President Uhuru Kenyatta, on June 21st 2022, signed into law the Mental Health Bill that seeks to protect persons with mental health conditions.
The approval of the Bill, sponsored by nominated Senator Sylvia Kasanga, follows its unanimous passing by members of the Senate on June 8, bringing to an end more than four years of the parliamentary process.
The law seeks to streamline mental health in the country, focusing on prevention and reducing the impact of related disorders. It also seeks to govern the recovery, reintegration, and the safeguarding of rights of persons with mental illnesses.
In strengthening and safeguarding the rights of persons with mental illnesses, the legislation accords authority to specific persons to take a mentally ill person being mistreated or neglected into protective custody.

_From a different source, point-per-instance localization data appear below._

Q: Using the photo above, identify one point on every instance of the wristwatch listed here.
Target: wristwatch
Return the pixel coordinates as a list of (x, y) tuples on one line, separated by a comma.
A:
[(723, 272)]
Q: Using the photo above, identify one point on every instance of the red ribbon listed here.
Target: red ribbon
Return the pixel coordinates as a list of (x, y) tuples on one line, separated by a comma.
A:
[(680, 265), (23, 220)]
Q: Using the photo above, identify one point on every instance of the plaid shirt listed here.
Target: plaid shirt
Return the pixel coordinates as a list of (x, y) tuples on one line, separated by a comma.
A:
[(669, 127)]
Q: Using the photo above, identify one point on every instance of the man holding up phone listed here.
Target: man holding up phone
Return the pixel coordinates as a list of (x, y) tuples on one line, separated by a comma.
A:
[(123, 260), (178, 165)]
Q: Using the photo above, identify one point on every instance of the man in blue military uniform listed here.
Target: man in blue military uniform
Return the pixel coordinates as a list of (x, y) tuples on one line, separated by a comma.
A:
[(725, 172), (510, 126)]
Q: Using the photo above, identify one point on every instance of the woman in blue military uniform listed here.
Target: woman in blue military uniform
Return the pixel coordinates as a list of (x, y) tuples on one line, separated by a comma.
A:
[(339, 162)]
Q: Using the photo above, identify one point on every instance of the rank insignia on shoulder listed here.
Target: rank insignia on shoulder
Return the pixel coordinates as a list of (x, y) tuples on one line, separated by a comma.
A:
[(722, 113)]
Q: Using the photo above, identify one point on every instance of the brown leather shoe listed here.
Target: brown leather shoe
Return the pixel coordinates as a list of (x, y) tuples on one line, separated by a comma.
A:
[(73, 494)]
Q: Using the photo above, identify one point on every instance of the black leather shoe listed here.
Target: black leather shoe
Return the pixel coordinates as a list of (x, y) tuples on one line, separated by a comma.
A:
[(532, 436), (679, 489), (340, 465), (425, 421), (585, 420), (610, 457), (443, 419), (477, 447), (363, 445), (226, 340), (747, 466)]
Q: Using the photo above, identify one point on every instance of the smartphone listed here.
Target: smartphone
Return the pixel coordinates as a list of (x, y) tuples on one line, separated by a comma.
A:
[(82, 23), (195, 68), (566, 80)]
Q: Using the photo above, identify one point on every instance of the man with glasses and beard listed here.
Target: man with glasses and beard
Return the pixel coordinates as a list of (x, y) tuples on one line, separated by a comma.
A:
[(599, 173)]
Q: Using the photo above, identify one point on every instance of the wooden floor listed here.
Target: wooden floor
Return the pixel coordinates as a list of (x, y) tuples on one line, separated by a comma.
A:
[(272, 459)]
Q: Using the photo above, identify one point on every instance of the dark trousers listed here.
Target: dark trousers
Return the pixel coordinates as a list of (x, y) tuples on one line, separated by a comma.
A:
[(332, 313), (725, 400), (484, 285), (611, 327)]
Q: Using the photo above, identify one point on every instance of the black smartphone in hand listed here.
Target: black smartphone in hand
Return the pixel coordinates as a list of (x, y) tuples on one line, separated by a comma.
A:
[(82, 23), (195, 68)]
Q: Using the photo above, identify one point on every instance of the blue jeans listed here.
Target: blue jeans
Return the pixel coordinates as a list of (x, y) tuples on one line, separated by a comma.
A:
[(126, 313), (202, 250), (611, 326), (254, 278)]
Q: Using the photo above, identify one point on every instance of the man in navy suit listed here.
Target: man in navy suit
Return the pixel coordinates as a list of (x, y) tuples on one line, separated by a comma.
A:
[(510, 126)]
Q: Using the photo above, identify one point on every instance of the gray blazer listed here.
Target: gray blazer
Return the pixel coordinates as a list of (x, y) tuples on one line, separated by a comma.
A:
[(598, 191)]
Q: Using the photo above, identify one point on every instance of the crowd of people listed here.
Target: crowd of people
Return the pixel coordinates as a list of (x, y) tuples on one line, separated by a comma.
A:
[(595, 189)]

Among those given this authority are chiefs, police officers in the rank of Inspector and above, and officers commanding stations.
The law also allows these officers to take a mentally ill person into protective custody if he acts or is likely to act in a manner that goes against public decency.
Once in protective custody, the mentally ill person is to be taken to a hospital within 24 hours and admitted for not more than 72 hours, during which psychiatric examination is to be carried out and a treatment plan developed.
However, the law allows for the emergency admission and treatment of mentally ill people if they are a danger to themselves or others.
The signing of the Bill into law comes amid increased concerns over the mental health burden in the country, which the COVID-19 pandemic has exacerbated.
According to the Taskforce on Mental Health formed by President Kenyatta in 2019, one in every ten people have a common mental disorder, with depression and anxiety disorders being the most commonly diagnosed, followed by substance abuse disorders.
In its findings, the Taskforce tasked with the responsibility of studying the status of mental health in the country recommended that “mental illness should be declared a National Emergency of epidemic proportions, to prioritize mental health as a priority public health and socioeconomic agenda.”
Speaking on June 14, during the groundbreaking ceremony to construct the ultra-modern Kenya International Mental Wellness hospital in Ngong, Kajiado County, the President called on Kenyans to support persons with mental disorders.
“Let us eliminate the stigma around mental health by actively supporting those in mental distress through offering a helping hand and an understanding shoulder to lean on," he said, noting that the setting up of the mental referral facility is in line with the recommendations of the Taskforce.
President Kenyatta signed the Bill into law four days after the World Health Organization (WHO) released the World Mental Health Report, which seeks to transform mental health for the global population.
With the Mental Health Bill now signed into law, Senator Kasanga says it's time to shift gears towards sensitizing the population about the legislation.